Earlier this year London’s new Westminster City Plan was put in place as part of the borough’s planning blueprint until 2040.

Included in the plan is a maximum housing size of 200 square metres for future homes in residential developments.

As on one of the capital’s largest boroughs, stretching from the Thames in the South to Regent’s Park in the North, Westminster City Council contains some of London’s most sought after locations. Areas including Mayfair, Marylebone, St James’s, Bayswater, Whitehall as well as parts of Belgravia and Knightsbridge will be effected by the new ruling.

New rules give large units rarity value

Newly built, larger homes already built or in construction within Westminster will likely become even more of a prized asset as future supply is restricted.

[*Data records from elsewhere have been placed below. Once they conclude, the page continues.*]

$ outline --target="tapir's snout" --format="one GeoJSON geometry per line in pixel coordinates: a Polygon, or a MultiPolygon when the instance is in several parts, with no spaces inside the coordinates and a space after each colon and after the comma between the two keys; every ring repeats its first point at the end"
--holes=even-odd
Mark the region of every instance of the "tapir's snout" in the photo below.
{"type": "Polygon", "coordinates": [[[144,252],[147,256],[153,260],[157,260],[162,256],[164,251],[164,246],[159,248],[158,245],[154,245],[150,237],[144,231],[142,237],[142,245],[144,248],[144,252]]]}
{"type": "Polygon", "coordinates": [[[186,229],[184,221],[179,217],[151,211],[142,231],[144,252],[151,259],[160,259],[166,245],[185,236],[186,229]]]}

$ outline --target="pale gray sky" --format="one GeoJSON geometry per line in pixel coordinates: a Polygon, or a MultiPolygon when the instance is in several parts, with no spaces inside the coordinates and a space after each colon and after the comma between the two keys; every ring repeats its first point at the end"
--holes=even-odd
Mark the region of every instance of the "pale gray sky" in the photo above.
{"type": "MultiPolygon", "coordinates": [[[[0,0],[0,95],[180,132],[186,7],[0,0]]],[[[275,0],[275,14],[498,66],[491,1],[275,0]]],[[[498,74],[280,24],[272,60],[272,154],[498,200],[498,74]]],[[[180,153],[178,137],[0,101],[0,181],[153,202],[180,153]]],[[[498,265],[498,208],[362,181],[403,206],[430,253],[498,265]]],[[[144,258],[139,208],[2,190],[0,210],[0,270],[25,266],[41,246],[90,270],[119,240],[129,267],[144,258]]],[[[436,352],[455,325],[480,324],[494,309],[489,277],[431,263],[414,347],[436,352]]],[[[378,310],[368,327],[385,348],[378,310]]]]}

At the same time, the desirability of larger homes has been further enhanced following the impact of the global pandemic: spacious, light-filled properties with home office rooms and views over open green spaces are now greatly in demand.

This is likely to create a two-tier market where the price of homes in excess of 200 square metres are likely to be higher than those sub-200 square metres. This would suggest a potential higher capital value gain for those who purchase these homes now while there is still new supply in the marketplace.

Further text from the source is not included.